La façon de travailler d'Honoré de Balzac est un rituel. La pièce où il se tient est obscurcie, les rideaux sont tirés, le monde extérieur s'évanouit... Il écrit à la lueur des bougies, un mouchoir humide sur le front, les pieds dans une cuvette pleine d'eau, avec à côté d'une pile de feuilles blanches, la célèbre cafetière ventrue.

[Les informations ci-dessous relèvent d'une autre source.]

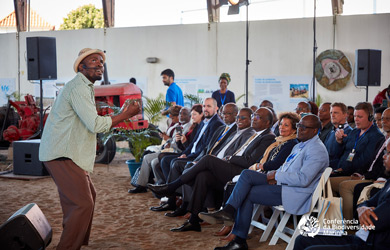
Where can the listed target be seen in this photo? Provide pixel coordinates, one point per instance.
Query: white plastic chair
(282, 230)
(279, 232)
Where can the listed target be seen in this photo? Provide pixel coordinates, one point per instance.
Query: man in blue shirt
(174, 95)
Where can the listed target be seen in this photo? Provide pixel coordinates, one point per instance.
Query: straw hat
(173, 110)
(86, 52)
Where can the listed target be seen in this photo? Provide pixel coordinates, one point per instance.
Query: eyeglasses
(253, 116)
(241, 117)
(303, 127)
(385, 119)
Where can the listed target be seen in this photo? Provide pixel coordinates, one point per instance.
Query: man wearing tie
(292, 185)
(373, 215)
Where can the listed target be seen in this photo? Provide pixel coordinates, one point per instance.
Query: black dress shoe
(218, 217)
(187, 226)
(162, 207)
(178, 212)
(137, 190)
(159, 189)
(232, 245)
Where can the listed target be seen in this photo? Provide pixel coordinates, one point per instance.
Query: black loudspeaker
(41, 58)
(28, 228)
(368, 67)
(26, 158)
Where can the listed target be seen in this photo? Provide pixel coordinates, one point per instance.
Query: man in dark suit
(373, 214)
(219, 137)
(212, 173)
(202, 137)
(201, 140)
(220, 145)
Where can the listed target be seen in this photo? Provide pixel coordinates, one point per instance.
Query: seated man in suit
(373, 214)
(202, 138)
(212, 173)
(358, 148)
(338, 117)
(292, 185)
(223, 142)
(325, 118)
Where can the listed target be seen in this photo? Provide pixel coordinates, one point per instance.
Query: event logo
(328, 227)
(310, 228)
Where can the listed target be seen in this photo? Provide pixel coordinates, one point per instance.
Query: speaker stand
(40, 108)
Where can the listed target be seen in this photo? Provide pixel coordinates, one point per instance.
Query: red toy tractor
(116, 95)
(105, 95)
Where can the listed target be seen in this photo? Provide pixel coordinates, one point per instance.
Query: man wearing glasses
(213, 173)
(292, 185)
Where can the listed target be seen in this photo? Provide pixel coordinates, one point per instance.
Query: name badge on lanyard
(351, 155)
(358, 137)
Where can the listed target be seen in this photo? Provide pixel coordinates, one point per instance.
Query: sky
(130, 13)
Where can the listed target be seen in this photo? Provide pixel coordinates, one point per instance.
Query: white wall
(279, 47)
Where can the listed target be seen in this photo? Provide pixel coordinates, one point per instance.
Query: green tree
(84, 17)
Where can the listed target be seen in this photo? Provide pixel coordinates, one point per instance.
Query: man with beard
(68, 146)
(212, 173)
(174, 95)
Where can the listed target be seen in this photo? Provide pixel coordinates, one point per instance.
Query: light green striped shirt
(70, 130)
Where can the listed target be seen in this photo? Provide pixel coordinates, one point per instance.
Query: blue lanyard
(358, 137)
(221, 136)
(222, 100)
(290, 157)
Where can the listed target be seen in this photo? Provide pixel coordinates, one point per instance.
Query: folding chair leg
(279, 231)
(270, 225)
(257, 211)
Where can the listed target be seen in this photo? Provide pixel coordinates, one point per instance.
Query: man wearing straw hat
(68, 146)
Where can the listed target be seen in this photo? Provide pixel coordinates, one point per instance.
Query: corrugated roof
(37, 22)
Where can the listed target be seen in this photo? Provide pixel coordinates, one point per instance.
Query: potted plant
(138, 140)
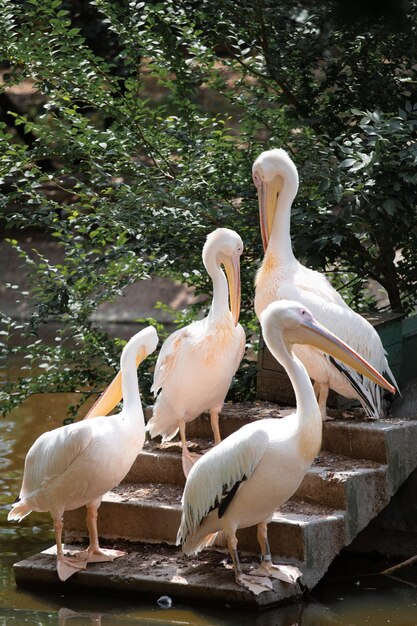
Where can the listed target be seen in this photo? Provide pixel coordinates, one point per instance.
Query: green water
(349, 595)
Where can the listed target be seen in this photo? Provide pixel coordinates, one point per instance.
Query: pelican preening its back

Balzac prépare sa drogue, cette boisson divine, raffinée qui lui est aussi nécessaire que son génie. L'épopée peut commencer (bien souvent il écrit huit heures d'affilée), accompagnée, soutenue par son café. Quand il arrive chaud et fort dans l'estomac, les idées s'alignent comme jadis un bataillon de la Grande Armée !
Son uvre constitue une fresque gigantesque de la société française de son époque. Il crée deux mille personnages en quatre-vingt-dix épisodes. Sa cafetière est son talisman.
Sa boisson maure devient indispensable.
"Mon cerveau a besoin de cette excitation, même si elle est dangereuse... J'ai d'affreux maux d'estomac", écrit-il en 1845.
Voilà le résultat de cinquante mille tasses d'un liquide tout puissant, sans lequel son uvre géniale ne serait pas née.